Thunks tutorial #824

infinisil · 2023-12-04T21:26:40Z

Almost copied verbatim from https://nixos.wiki/wiki/Nix_Evaluation_Performance which I wrote some time ago.

This needs a bit of work, but I think it's not bad as is either. Feedback appreciated!

Almost copied verbatim from https://nixos.wiki/wiki/Nix_Evaluation_Performance which I wrote some time ago

github-actions · 2023-12-04T21:28:25Z

🚀 Deployed on https://656e4477bc84131fd93e664d--nix-dev.netlify.app

fricklerhandwerk · 2023-12-04T23:42:57Z

Looks like concepts rather than tutorial, but cool stuff! Seems it only a bit of polish.

roberth

It would be great to have this as more official documentation, even if not in the Nix manual.

Regarding the text, I have a problem in general with the phrasing of "allocating a thunk".
You allocate memory, and in that memory you put a state called a thunk.
If you were to put an actual value there, you would still allocate the same memory.
Thunks and values are necessarily of the same size, so allocating either one is really the same operation as the other.
Furthermore, you may allocate on the stack, and we actually do this for some values/thunks. This is super cheap (when permissible, ie without exacerbating the risk of stack overflows, and since 2.20 we'll stop doing allocations of arbitrary size). So what we really care about is heap allocations.

A more appropriate classification would be

heap objects vs stack objects
values vs thunks, but both of them being states of objects (unfortunately not the exact terminology used in the implementation though, where any nThunk can be in a Value struct)

I think we should care mostly about heap objects, many of which happen to be thunks at first. Conversely the thunks we care about tend to be on the heap, because those allocations are more expensive, and they may stick around for a long time.

roberth · 2023-12-04T22:41:41Z

source/tutorials/thunks.md

+It is only evaluated once needed.
+It consists of two parts:
+- The expression that the value should be evaluated from
+- The variables the expression has access to


Nix also has tApp thunks, which are functions that haven't really been applied yet.
It's used in cases where Nix knows which functions and arguments need to be paired up, but haven't been demanded yet. Example: map f [e1 e2], tApp is used for f e1 and f e2 thunks, because for the primop there's no expression that represents these applications.
Other thunks may exist, but either way, and partly because such details may not be permanent, I believe the representation of thunks is not actually that relevant.
They're just delayed computations.

What may be relevant is that call by need is implemented by mutating an object in memory, changing it from a representation of a delayed computation, to a representation of a value that is in a weak head normal form.

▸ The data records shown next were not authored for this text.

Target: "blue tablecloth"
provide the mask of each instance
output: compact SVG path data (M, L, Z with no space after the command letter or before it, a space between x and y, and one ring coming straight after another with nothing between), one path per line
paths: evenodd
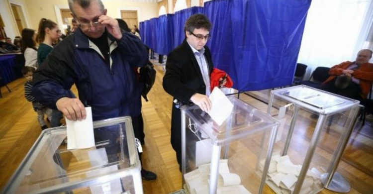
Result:
M16 56L13 55L0 56L0 77L2 81L0 81L0 86L11 82L19 77L20 72L17 71Z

roberth · 2023-12-04T22:51:47Z

source/tutorials/thunks.md

+
+It is very easy to introduce a lot of thunks in Nix code, which can have negative consequences:
+
+- Every new thunk requires heap memory allocations.


Not sure if this is 100% true, but Values on the stack are cheap anyway and can not be allowed to be referenced by any expression whose lifetime extends beyond that of the stack frame, making their use somewhat limited (although we have plenty on-stack values at various points, I must say).

Also allocations for let should be cheaper than other allocations.

roberth · 2023-12-04T22:54:28Z

source/tutorials/thunks.md

+
+- Every new thunk requires heap memory allocations.
+- A thunk prevents the evaluation garbage collector from collecting any variables it needs,
+  causing not only the memory of the thunk itself to be kept alive, but also all its references.


Such references are often referred to as a closure, and the term applies at least at a conceptual level, where we can say that the free variables are closed over.

Nix is perhaps simplistic in how it represents closures: a reference to a singly linked list is retained, which has all scopes all the way to the top of the file, even if no references are made to many of the variables in those scope layers. (Env is a what I would call a layer here)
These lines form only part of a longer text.